Blockchain Bringing Back Trust to the Food Industry
Most of the time, food makers and processors have trouble confirming where their ingredients come from. There should be comprehensive information regarding the ingredients and manufacturing method of any food product if the processor wants the public to have faith in its quality and origin.
Since the blockchain enables private and secure information sharing between growers and processors while also allowing the supply chain to verify the information, this is not an issue for it. To put it another way, it provides a Web-of-Trust framework that enables network users to assess and verify claims made regarding food, including those on the food's provenance, nutritional value, sustainability, and other topics.
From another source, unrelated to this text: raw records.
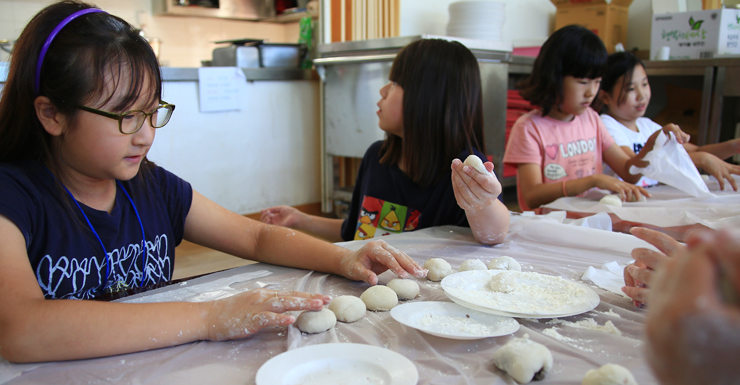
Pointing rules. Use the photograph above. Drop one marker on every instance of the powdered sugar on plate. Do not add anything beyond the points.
(534, 294)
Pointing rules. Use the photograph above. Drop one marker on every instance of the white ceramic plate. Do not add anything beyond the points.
(450, 320)
(348, 364)
(535, 296)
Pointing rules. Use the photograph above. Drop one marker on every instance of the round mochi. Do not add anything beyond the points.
(609, 374)
(472, 264)
(404, 288)
(438, 269)
(379, 298)
(316, 321)
(348, 308)
(502, 282)
(475, 162)
(611, 200)
(523, 359)
(504, 263)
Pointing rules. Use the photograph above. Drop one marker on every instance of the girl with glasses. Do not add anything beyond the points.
(83, 212)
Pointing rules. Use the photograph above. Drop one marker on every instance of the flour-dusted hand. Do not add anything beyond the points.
(692, 328)
(474, 190)
(244, 314)
(285, 216)
(376, 257)
(639, 275)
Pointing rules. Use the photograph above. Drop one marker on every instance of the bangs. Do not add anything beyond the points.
(586, 60)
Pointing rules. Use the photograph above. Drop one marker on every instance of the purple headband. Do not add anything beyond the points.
(52, 35)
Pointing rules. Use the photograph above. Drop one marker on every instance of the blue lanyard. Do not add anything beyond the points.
(105, 252)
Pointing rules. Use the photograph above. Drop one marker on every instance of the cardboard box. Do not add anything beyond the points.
(696, 35)
(607, 20)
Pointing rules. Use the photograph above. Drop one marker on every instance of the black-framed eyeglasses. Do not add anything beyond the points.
(130, 122)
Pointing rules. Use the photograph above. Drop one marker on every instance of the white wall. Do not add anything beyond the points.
(266, 154)
(185, 40)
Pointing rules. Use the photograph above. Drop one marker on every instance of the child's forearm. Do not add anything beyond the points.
(56, 330)
(490, 224)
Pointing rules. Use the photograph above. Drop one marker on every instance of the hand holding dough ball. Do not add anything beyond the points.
(472, 264)
(523, 359)
(504, 263)
(379, 298)
(609, 374)
(438, 269)
(611, 200)
(316, 321)
(404, 288)
(348, 308)
(475, 162)
(503, 282)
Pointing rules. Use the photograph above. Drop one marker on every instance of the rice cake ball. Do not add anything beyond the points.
(348, 308)
(379, 298)
(404, 288)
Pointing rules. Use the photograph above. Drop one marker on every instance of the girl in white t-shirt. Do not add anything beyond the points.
(625, 94)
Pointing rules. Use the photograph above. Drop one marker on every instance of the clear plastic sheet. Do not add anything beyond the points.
(668, 207)
(542, 244)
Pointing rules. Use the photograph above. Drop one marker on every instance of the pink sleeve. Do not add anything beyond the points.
(524, 143)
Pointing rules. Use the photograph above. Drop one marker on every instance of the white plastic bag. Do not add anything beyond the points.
(670, 164)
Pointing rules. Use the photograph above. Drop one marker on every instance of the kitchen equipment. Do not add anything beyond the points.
(252, 53)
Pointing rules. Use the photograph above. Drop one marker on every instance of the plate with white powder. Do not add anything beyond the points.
(534, 295)
(450, 320)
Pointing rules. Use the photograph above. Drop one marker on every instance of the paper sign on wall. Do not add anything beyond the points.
(221, 88)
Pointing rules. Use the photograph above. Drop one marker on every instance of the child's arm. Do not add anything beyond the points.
(286, 216)
(477, 194)
(213, 226)
(537, 193)
(34, 329)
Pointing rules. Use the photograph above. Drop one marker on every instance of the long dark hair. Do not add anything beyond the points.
(617, 65)
(88, 51)
(570, 51)
(442, 108)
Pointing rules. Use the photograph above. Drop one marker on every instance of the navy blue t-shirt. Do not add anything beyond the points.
(386, 201)
(67, 259)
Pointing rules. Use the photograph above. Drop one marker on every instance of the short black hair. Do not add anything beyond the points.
(570, 51)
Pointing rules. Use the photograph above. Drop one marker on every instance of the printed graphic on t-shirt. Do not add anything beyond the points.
(379, 218)
(72, 274)
(576, 157)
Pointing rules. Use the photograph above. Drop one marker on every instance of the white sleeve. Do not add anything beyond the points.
(616, 130)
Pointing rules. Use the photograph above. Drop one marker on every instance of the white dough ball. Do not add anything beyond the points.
(438, 269)
(523, 359)
(472, 264)
(379, 298)
(316, 321)
(475, 162)
(348, 308)
(611, 200)
(504, 263)
(404, 288)
(503, 282)
(609, 374)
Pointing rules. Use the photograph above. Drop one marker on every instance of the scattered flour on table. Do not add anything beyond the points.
(589, 323)
(454, 325)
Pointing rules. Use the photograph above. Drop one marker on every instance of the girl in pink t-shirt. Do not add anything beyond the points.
(558, 148)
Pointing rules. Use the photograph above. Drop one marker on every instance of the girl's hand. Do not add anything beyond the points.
(627, 191)
(474, 190)
(716, 167)
(376, 257)
(639, 275)
(285, 216)
(246, 313)
(681, 136)
(687, 306)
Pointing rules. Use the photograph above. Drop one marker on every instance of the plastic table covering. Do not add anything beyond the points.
(540, 244)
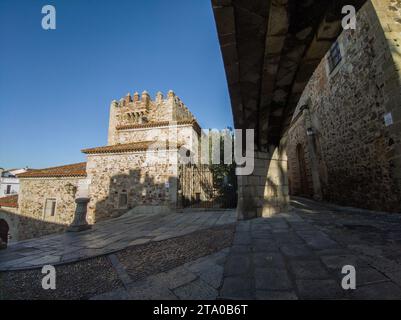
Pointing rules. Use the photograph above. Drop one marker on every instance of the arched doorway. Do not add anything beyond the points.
(4, 230)
(303, 182)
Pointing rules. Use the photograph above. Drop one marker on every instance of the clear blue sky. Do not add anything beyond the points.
(56, 86)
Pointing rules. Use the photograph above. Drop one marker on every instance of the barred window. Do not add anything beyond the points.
(123, 200)
(50, 208)
(334, 56)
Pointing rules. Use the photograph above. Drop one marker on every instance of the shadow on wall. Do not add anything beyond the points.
(264, 192)
(135, 189)
(14, 227)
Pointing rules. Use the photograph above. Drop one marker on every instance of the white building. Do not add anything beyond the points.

But for this system to function, the data it is given must be correct. If food processors are entering accurate data, the results will be correct; if the data originates from an incorrect source, the entire objective will be defeated. Data is now kept in centralized databases or on paper, both of which are vulnerable to fraud and human mistakes. Sensors can be used as one solution to this issue. Sensors are a useful tool for food processors to obtain precise and comprehensive data that is then shared with all parties involved in the supply chain.